Levenson has partnered with the Canton Senior Center on the project, which she has named “Izzy’s Quilts,” and she has enlisted the help of local volunteers to sew and decorate some of the quilt squares.

On March 29, she will meet with the volunteers at the Senior Center, where she will give a brief talk on the quilts and their meaning and distribute the quilt squares and fabric scraps.

Levenson said the quilts are 20-inch-by-20-inch “lap quilts,” and the volunteers can sew as few or as many squares as they would like. She said the quilts can be expensive to produce but she was fortunate to receive many donations, including lots of material and scraps for the front squares from the Fabric Place Basement in Natick. She also wanted to thank Draper Knitting in Canton, which generously donated all of the fabric for the backs and has been a big supporter of the project.

***

Izzy had strength in his heart. / Izzy has a number on his arm. / He was called by the number on his arm, / Not by his name. / His strength got him through.

As a prisoner of the Nazis, Geller spent the majority of his formative years performing forced labor in ghettos and concentration camps, including the infamous death camp at Auschwitz, where he was branded with a serial number and stripped of all humanity.

Fidget quilt made in honor of Izzy Geller

Fidget quilt made in honor of Izzy Geller

As he told the Citizen in a 2011 interview, “Coming out of the shower in Auschwitz, my name was not Israel Geller. My name was 159320.”

It was therefore fitting that the first quilt that Levenson and her mother made featured a large patch that proudly displayed Geller’s name, with the simple yet heartfelt inscription: “In memory of my hero Izzy.”

Levenson said she has not yet decided how many of the quilts will include this patch; however, she is planning to make at least a few in honor of Geller and will donate them to the nursing home that he lived in, Blue Hills Health and Rehabilitation in Stoughton.

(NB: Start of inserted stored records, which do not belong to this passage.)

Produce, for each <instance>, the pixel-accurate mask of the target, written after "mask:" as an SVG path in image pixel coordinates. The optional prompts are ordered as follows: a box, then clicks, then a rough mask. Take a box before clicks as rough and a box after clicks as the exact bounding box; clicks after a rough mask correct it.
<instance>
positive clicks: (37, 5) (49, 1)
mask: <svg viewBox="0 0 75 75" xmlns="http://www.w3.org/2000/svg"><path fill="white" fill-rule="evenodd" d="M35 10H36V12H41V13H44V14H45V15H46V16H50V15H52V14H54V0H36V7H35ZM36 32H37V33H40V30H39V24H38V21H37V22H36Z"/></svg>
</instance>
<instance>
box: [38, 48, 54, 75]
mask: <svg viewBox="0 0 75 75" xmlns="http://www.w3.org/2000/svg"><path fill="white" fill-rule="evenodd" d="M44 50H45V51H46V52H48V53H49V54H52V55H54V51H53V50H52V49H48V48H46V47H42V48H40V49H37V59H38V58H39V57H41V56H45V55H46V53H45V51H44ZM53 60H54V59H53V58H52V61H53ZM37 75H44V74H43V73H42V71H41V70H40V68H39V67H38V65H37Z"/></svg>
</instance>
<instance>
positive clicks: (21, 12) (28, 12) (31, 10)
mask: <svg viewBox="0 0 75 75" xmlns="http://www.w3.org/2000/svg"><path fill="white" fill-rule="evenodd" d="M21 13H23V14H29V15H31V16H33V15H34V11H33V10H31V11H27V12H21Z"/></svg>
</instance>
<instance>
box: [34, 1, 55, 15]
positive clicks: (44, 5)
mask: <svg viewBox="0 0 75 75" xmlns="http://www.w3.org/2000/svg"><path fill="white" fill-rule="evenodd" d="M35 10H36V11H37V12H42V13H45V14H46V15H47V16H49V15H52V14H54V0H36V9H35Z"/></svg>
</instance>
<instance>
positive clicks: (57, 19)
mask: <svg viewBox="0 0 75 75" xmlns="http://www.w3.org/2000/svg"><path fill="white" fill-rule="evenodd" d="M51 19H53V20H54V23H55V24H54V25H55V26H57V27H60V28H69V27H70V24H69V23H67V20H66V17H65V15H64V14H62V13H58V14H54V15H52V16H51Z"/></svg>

Izzy’s wife, Marilyn, has also gotten involved in the project, and she is thrilled to be a part of something that will honor her husband’s memory. Just last week, in fact, Levenson and her mother brought the first two quilts they made to Marilyn’s house and also brought over a spare sewing machine so she could help make some of the squares.

Levenson said that Marilyn has also been an inspiration to her, and she helped to put in perspective how Izzy could have endured such a horrific experience but “still have so much faith in God and humanity.”

“She told me that there was a lot of water under the bridge, but Izzy wasn’t going to sink,” Levenson explained in her speech at the memorial service. “He accepted the fact that there are some questions you will never know the answer to, but his faith was instilled in him. It was something he could never lose. Despite the extreme hunger he faced during the Holocaust, he still fasted every year on Yom Kippur. Marilyn told me that Izzy believed there was something that gave him courage to move forward, and he never gave up on God.”

Levenson said she cannot wait until next month’s event at the senior center and is grateful to all of those who have volunteered to assist with the project. She still is not sure how many quilts they will be able to produce, but she said it would be “amazing” if they could finish at least 10. She would also like to make some “fidget aprons” and is currently looking for donations in hopes of having some plain aprons available in time for March 29.

But no matter how many quilts or aprons she produces, Levenson said she is just proud to be following in the footsteps of her friend and hero — a man with an “enormous heart” and a “true passion for helping others.”

Izzy believed in himself. / He taught me that when you believe in yourself / You can get through anything. / I will always admire his self-respect. / Izzy is like a grandfather to me. / In my eyes he is a hero.